Ekmeğe, mazota, benzine, ulaşıma, gıdaya, kıyafete ve yemeğe kısacası hayata zam. Kemal Sunal’ın filmine döndük resmen bu gün neye zam geldi diye bekliyoruz. Evdeki hesap çarşıya uymuyor maalesef evde akşamında yaptığınız alışveriş listesini sabah çarşıda değişmiş buluyorsunuz, akşamdan sabaha fiyatlar değişim gösteriyor.
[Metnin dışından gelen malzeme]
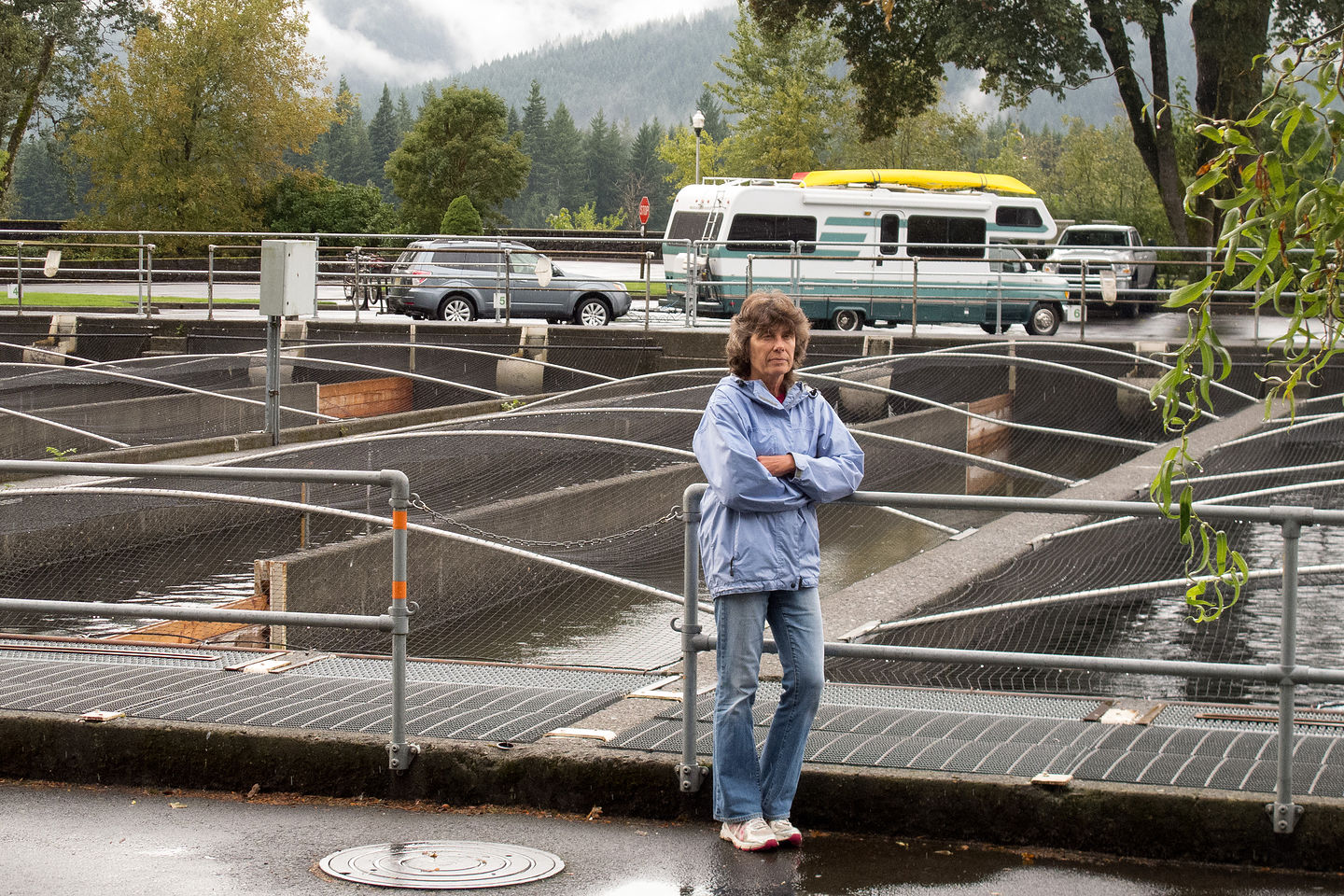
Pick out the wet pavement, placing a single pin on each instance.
(72, 840)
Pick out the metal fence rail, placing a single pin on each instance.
(1288, 673)
(396, 621)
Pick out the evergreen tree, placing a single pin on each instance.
(384, 138)
(461, 219)
(604, 161)
(405, 119)
(537, 201)
(715, 125)
(43, 187)
(568, 180)
(344, 148)
(645, 175)
(457, 148)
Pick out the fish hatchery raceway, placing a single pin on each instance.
(547, 566)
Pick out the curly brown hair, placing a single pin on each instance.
(763, 315)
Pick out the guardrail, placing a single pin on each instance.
(396, 621)
(1286, 673)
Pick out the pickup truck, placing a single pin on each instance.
(1114, 247)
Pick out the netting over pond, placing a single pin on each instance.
(544, 535)
(79, 406)
(1117, 587)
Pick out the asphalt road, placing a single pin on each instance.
(62, 840)
(1102, 324)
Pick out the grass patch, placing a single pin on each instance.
(93, 300)
(656, 287)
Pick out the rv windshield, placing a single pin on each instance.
(1077, 237)
(687, 225)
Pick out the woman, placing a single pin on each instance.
(772, 449)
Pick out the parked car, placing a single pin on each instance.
(458, 280)
(1114, 247)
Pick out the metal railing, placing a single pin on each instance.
(396, 621)
(1286, 673)
(363, 272)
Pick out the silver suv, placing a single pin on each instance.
(461, 280)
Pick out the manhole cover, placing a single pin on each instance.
(442, 864)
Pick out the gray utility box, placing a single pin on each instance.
(287, 277)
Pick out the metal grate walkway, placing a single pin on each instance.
(297, 691)
(1185, 745)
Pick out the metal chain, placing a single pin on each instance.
(675, 513)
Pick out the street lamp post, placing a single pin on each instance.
(698, 122)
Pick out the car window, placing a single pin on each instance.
(1093, 238)
(523, 262)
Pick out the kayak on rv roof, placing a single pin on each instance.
(916, 177)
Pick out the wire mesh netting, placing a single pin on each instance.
(1115, 587)
(543, 535)
(89, 406)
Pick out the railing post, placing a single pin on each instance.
(914, 296)
(690, 773)
(210, 282)
(693, 282)
(399, 754)
(509, 289)
(18, 274)
(359, 282)
(1283, 813)
(149, 280)
(648, 287)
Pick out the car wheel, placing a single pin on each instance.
(847, 320)
(592, 312)
(1043, 320)
(457, 309)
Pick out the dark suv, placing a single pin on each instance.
(460, 280)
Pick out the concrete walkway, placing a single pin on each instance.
(122, 841)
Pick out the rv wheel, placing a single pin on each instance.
(1043, 320)
(847, 320)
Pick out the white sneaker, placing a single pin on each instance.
(785, 833)
(750, 834)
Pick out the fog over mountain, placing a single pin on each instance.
(633, 61)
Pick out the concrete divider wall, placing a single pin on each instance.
(180, 416)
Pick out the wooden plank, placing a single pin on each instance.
(988, 438)
(192, 632)
(366, 398)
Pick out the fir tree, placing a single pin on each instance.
(384, 138)
(715, 124)
(568, 182)
(604, 161)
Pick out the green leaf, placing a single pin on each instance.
(1190, 293)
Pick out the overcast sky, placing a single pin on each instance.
(475, 31)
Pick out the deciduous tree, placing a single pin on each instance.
(187, 132)
(48, 51)
(457, 148)
(779, 86)
(897, 54)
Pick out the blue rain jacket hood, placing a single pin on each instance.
(758, 532)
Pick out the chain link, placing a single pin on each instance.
(675, 513)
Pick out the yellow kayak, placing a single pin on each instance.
(917, 177)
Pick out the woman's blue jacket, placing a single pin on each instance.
(758, 532)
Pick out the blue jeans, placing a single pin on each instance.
(746, 786)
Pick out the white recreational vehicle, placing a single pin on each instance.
(868, 246)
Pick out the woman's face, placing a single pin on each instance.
(772, 355)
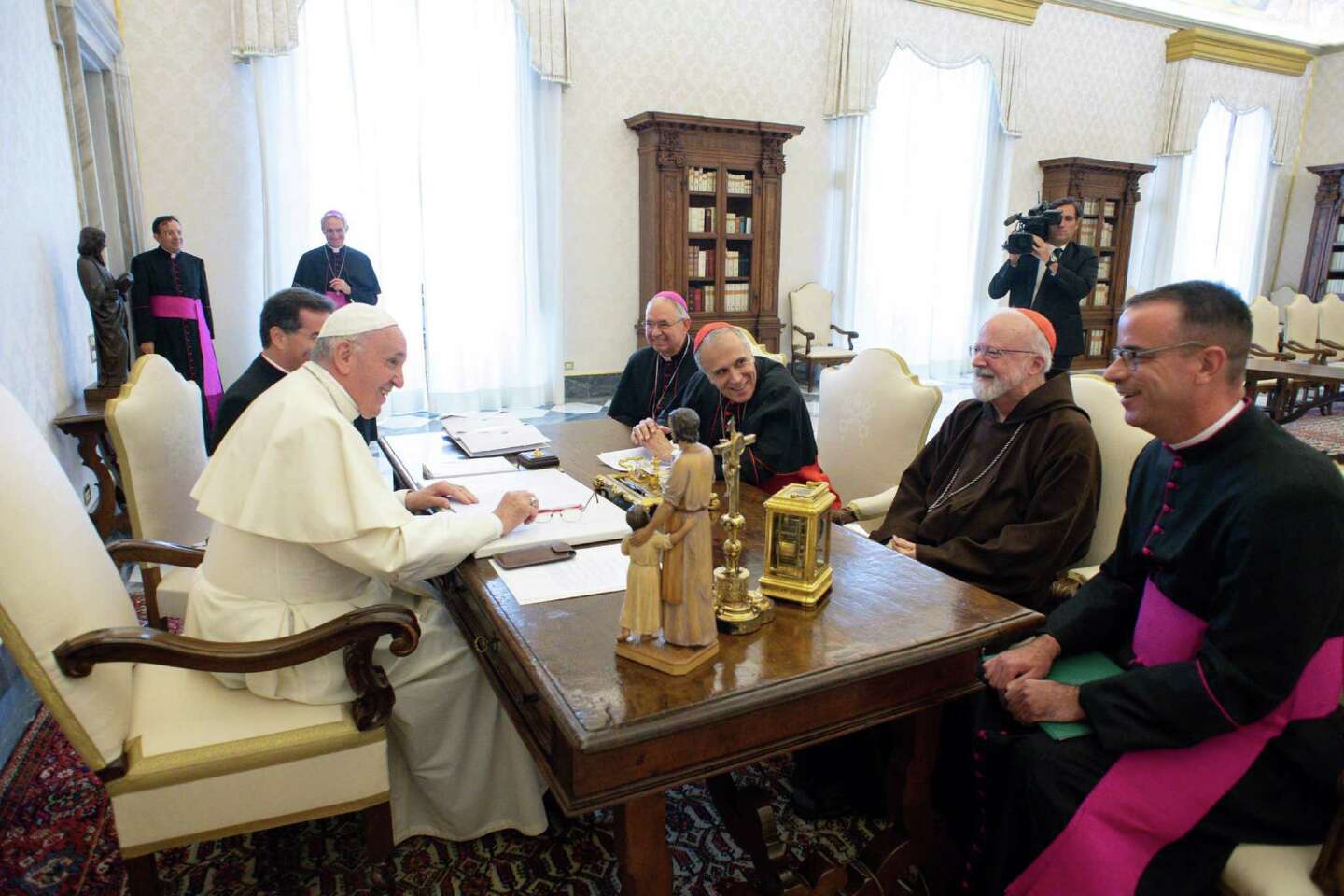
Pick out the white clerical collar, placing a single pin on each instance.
(273, 363)
(344, 403)
(1209, 433)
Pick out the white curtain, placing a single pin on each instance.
(914, 222)
(1209, 211)
(427, 127)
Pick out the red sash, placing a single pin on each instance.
(189, 308)
(1154, 797)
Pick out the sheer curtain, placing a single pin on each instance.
(1209, 213)
(910, 213)
(425, 125)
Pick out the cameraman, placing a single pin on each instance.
(1053, 280)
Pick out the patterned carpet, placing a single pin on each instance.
(60, 838)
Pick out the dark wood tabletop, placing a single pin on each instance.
(894, 639)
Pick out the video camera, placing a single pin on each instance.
(1034, 222)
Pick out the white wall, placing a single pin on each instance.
(45, 340)
(199, 158)
(1323, 144)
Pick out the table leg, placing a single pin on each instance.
(641, 847)
(104, 514)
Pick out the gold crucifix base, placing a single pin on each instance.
(733, 605)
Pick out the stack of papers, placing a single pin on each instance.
(492, 434)
(599, 520)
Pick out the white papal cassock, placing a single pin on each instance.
(307, 529)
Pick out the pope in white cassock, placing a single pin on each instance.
(307, 529)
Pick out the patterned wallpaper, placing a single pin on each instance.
(196, 136)
(1323, 144)
(45, 339)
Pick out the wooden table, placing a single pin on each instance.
(1281, 407)
(84, 421)
(895, 638)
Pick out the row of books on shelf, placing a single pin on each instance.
(1087, 234)
(699, 262)
(702, 179)
(736, 297)
(1108, 207)
(700, 299)
(736, 263)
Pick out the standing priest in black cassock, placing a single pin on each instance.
(656, 375)
(1225, 605)
(760, 397)
(342, 274)
(290, 321)
(170, 306)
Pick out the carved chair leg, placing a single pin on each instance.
(378, 832)
(141, 875)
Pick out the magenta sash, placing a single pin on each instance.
(1154, 797)
(189, 308)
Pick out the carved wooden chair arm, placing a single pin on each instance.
(806, 349)
(1328, 872)
(1279, 357)
(851, 333)
(143, 551)
(1317, 355)
(357, 632)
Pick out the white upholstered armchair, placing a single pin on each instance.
(182, 757)
(155, 426)
(874, 418)
(813, 340)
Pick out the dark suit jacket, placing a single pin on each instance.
(259, 378)
(1058, 297)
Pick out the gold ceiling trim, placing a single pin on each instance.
(1236, 49)
(1019, 11)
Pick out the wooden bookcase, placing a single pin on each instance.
(1109, 191)
(1323, 269)
(710, 192)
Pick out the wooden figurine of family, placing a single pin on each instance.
(669, 583)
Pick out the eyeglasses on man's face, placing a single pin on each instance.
(1133, 355)
(993, 352)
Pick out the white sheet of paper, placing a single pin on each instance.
(601, 522)
(501, 440)
(613, 458)
(458, 468)
(595, 569)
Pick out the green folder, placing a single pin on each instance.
(1077, 670)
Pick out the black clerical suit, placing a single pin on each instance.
(651, 385)
(1238, 541)
(1058, 296)
(259, 378)
(317, 268)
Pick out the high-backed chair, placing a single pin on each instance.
(874, 416)
(1120, 443)
(757, 348)
(156, 430)
(809, 309)
(182, 757)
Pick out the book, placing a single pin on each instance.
(1077, 670)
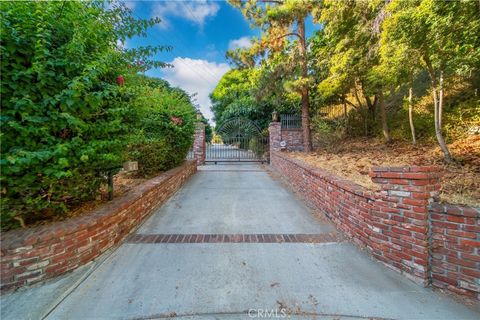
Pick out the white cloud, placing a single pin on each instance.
(243, 42)
(196, 76)
(195, 11)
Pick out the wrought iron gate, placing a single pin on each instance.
(238, 140)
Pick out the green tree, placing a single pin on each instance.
(62, 118)
(282, 23)
(236, 96)
(349, 43)
(444, 35)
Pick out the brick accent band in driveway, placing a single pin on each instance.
(234, 238)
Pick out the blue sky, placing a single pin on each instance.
(200, 33)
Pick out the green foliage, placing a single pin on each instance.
(65, 120)
(162, 128)
(234, 96)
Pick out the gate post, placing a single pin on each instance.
(199, 144)
(275, 134)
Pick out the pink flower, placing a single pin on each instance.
(120, 80)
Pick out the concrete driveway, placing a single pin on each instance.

Normal uygulanan zamlar haricinde zamları bahane edip kendi içinde fiyatları yükseltenlerde var işte bunların tespit edilip ciddi şekilde cezalandırılması gerekiyor. Zam muhabbetine dönecek olursak, insanlar artık ekonomik güçsüzlüğün verdiği sorunlar nedeniyle maalesef ciddi bir şekilde psikolojik olarak etkilenmektedir. Evde çocuğuna meyve alamayan, çocuklarının okul masraflarını denk getiremeyen, kışın gelmesi ile ailesine kışlık alışveriş alamayan insanlar ciddi şekilde psikolojik bunalım yaşamaktadır. Yaşanan zamlarla ay başını denk getirecek diye mutfak masrafından kısmak isteyen günlük ihtiyacı olan vitamin ve proteini karşılayamayan insanların yaşadığı fiziksel sorunlar var tüm bunlar ciddi bir şekilde çeşitli hastalıklara dönüşüyor. Zamların işte maalesef bu yönleri de bulunuyor yoksa birkaç kuruş arttı deyip geçiştirmek kolay, bunun ekonomik dışında psikolojik, sosyolojik ve fiziki yansımaları bulunuyor buda hastanelere, hastalıklara, aile içi huzursuzluğa toplumda öfkeye sebebiyet veriyor. Zam yaparken yetkililerin bunları ciddi bir şekilde değerlendirmede bulunması gerektiğinin farkındadır umarım, böyle giderse bu durum toplum içinde ciddi sorunlara gebe.